Some FMLA compliance specialists have talked at conferences about unhappy airline employees using ordinary illnesses to qualify for FMLA leave, and then using intermittent FMLA leave as a way to get to come in a few minutes late to work every day, or to take off on Fridays and Mondays and give themselves instant long weekends.

Analysts at Abt Associates recently concluded in a report commissioned by the U.S. Labor Department that use of intermittent” FMLA leave was annoying some large employers but not causing them or other employers much noticeable harm.

The IBI analysts found that the corporate benefits managers they interviewed “described ‘unscheduled intermittent leaves’ almost unanimously as their biggest FMLA headache.”

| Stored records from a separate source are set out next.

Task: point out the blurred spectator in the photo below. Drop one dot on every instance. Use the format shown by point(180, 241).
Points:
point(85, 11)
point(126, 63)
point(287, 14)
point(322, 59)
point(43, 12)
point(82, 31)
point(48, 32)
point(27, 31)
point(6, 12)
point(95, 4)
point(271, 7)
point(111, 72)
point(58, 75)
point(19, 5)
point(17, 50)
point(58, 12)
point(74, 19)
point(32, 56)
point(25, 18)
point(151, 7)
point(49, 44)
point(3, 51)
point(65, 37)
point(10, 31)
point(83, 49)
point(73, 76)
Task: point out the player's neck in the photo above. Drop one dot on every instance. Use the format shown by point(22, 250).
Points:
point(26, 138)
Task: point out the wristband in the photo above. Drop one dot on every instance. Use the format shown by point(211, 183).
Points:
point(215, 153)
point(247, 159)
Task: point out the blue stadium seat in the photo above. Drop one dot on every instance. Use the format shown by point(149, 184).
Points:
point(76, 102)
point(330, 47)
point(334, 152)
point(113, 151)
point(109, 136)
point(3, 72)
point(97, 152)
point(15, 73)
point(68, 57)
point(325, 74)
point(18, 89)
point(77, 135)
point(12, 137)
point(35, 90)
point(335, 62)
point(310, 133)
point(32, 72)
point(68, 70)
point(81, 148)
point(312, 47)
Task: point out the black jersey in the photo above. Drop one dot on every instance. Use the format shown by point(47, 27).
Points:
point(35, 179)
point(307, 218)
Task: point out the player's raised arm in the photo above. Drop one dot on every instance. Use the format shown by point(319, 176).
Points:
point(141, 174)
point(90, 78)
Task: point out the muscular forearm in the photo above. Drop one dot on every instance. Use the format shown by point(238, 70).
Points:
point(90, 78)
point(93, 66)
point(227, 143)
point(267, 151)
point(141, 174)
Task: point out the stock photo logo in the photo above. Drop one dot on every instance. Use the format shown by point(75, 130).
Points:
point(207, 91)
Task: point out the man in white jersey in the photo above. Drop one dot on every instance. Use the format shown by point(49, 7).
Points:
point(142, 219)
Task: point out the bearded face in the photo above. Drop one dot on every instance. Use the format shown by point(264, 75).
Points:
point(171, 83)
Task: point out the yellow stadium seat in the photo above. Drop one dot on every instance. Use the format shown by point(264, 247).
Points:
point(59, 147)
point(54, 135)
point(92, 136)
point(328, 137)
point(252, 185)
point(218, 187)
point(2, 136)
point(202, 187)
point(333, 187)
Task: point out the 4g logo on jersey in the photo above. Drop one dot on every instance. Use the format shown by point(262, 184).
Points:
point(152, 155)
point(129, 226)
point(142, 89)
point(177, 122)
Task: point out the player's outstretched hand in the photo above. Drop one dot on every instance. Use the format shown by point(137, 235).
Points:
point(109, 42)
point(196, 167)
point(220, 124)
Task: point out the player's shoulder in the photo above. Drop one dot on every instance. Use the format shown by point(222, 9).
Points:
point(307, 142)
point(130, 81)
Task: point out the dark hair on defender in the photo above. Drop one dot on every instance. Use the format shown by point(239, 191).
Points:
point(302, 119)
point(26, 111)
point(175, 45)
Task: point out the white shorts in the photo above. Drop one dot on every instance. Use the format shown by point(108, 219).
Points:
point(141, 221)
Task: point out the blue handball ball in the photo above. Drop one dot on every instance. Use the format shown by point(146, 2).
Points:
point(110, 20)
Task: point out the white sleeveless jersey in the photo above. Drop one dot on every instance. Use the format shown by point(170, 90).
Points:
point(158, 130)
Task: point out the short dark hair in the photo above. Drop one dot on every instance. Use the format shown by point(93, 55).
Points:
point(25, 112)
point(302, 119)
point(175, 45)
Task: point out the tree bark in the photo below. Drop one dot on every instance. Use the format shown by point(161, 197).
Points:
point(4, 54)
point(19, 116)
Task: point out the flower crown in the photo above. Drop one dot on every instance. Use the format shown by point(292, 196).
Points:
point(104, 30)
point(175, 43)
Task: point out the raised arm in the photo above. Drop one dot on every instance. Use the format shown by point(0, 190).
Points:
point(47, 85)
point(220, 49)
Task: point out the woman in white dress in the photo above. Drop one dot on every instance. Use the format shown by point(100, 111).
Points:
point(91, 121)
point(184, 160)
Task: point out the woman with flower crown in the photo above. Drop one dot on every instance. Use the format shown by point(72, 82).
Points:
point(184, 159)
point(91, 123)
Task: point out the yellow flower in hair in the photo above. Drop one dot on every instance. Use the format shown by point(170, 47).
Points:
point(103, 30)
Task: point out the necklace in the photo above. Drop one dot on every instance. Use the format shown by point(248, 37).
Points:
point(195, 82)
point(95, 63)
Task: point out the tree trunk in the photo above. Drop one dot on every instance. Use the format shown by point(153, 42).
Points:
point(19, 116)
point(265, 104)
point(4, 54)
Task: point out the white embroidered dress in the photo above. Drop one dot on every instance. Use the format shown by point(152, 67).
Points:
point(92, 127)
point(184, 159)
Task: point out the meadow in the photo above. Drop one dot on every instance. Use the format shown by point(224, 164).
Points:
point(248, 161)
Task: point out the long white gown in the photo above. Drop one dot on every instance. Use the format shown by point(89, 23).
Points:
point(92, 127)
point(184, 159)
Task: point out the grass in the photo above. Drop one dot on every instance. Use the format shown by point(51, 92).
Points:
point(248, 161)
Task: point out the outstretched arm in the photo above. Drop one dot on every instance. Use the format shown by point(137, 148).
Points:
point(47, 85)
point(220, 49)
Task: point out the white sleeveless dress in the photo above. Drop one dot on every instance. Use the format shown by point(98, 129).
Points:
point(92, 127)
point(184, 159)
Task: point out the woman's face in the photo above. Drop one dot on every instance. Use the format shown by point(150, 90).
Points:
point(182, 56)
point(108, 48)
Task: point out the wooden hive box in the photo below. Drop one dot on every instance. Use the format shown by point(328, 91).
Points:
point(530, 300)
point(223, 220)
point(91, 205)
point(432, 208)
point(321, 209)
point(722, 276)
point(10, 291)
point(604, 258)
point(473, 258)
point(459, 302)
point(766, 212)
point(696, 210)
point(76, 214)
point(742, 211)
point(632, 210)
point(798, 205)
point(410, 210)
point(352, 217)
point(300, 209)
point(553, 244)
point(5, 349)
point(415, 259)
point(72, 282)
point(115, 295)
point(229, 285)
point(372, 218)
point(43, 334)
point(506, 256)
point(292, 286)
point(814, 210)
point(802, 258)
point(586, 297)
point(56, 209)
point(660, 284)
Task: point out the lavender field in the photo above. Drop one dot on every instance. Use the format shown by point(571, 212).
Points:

But an IBI analysis of about 920,000 intermittent leave episodes failed to show that many workers have been using intermittent leave to give themselves long weekends or abusing intermittent leave in other obvious, easy-to-detect ways.

“Intermittent leave episodes were roughly proportional to the days of the week on which work typically occurs,” the analysts said.

Workers were no more likely to take intermittent leave on a Monday or Friday than they were on a Tuesday, Wednesday or Thursday, the analysts said.